Caroline and Mike agreed to buy the property before meeting the tenants and their future house mates; a family who lived in the basement and a 90-something-year-old lady who lived in what is now their kitchen/dining room.

“Miss Tallon was a sort of a Miss Havisham,” says Caroline. “We think she might have been related to the L’Estranges. Her room was always dark, covered completely in black hand-painted wallpaper and she drank her tea from fine china.

“She had a plastic Christmas tree in the corner which she plugged in for Christmas and left it there unplugged for the rest of the year.

“She would stride up to us every day and ask us where the port was. I think she thought we were the servants.

“In the basement was a husband and wife who had raised five children there and one was still living with them when we bought the house.

“Sharing didn’t bother us at all. In fact, we got the house for €68,000. We couldn’t have afforded it without the sitting tenants who put a lot of buyers off.”

In the end, Miss Tallon went to live with her nephew while the older couple living below were in situ for a few years but then passed away.

In the years following, Caroline and Mike raised three children at No34. He passed away in 2004.

A view of the former music room, now a kitchen/diner

“The house was in pretty rundown condition when we bought it, but unlike a lot of the period properties around us, its layout and period features were still pretty much intact,” says Caroline.

“The house had been extended in 1890 to provide a music room, which became Miss Tallon’s home and later we converted it into the kitchen. The acoustics are still wonderful. This has also been my studio for work.”

Perhaps a legacy of Madame L’Estrange’s era is a ‘secret tunnel’ which runs from a courtyard in the basement area to emerge in the garden.

“We haven’t got a clue what it was for, but it provided great fun for the kids and the cats through the years.

“This house has been remarkably flexible for our needs. A friend lived for a time on the top floor and my daughter, her partner and their baby lived in the basement until recently when they moved to Wexford.”

Now with just Caroline and one of her adult children in situ, it’s time for the family to sell up.

“I’d really like a smaller house with a garden big enough for a detached studio for my work.”

Accommodation spans 3,337 sq ft, the equivalent of three average three-bed semis, and is laid out over four floors.

At garden level is a self-contained, own-door apartment with a large open-plan living room, dining room and kitchen, a bathroom and a double bedroom with access to a courtyard.

The family bathroom

At ground floor level there are two large receptions, both with rose quartz chimney pieces.
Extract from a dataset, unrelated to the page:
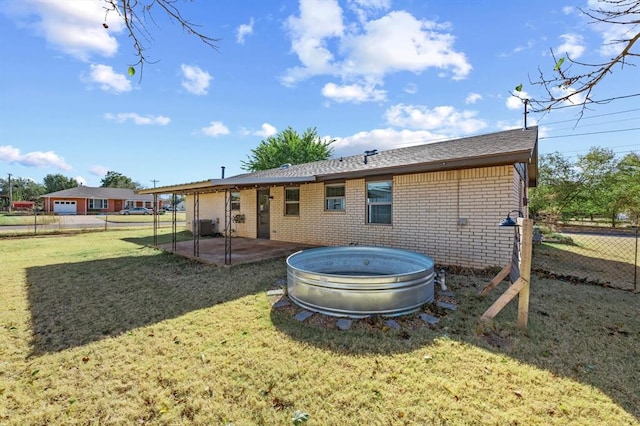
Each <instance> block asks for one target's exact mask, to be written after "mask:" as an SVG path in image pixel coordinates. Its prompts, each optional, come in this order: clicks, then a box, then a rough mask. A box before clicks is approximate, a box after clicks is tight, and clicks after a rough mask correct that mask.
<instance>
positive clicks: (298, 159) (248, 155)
mask: <svg viewBox="0 0 640 426" xmlns="http://www.w3.org/2000/svg"><path fill="white" fill-rule="evenodd" d="M332 143H333V141H329V140H322V139H321V138H320V137H319V136H318V132H317V130H316V128H315V127H314V128H308V129H307V130H305V132H304V133H303V134H302V135H299V134H298V132H296V131H295V130H293V129H292V128H291V127H287V128H286V129H285V130H283V131H281V132H280V133H278V134H277V135H275V136H269V137H268V138H267V139H266V140H262V141H261V142H260V145H258V147H257V148H255V149H252V150H251V155H248V156H247V157H248V158H249V160H248V161H241V162H242V169H243V170H247V171H251V172H255V171H258V170H268V169H273V168H276V167H280V166H281V165H283V164H302V163H310V162H312V161H319V160H327V159H329V158H330V157H331V154H332V152H333V148H331V147H330V145H331V144H332Z"/></svg>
There’s the large former music room (now a kitchen/dining room) with access to its own courtyard garden and there’s also a WC and a utility room on this floor.

On floors two and three are four double bedrooms, one en suite, and a family bathroom.

The house is within reach of the Luas at Ranelagh Village, Rathmines and walking distance from the city centre.

Meanwhile, Caroline is planning to exhibit her work at Ib Jorgensen’s new gallery, due to open at South Anne Street.

Sherry FitzGerald seeks €1.85m for No34.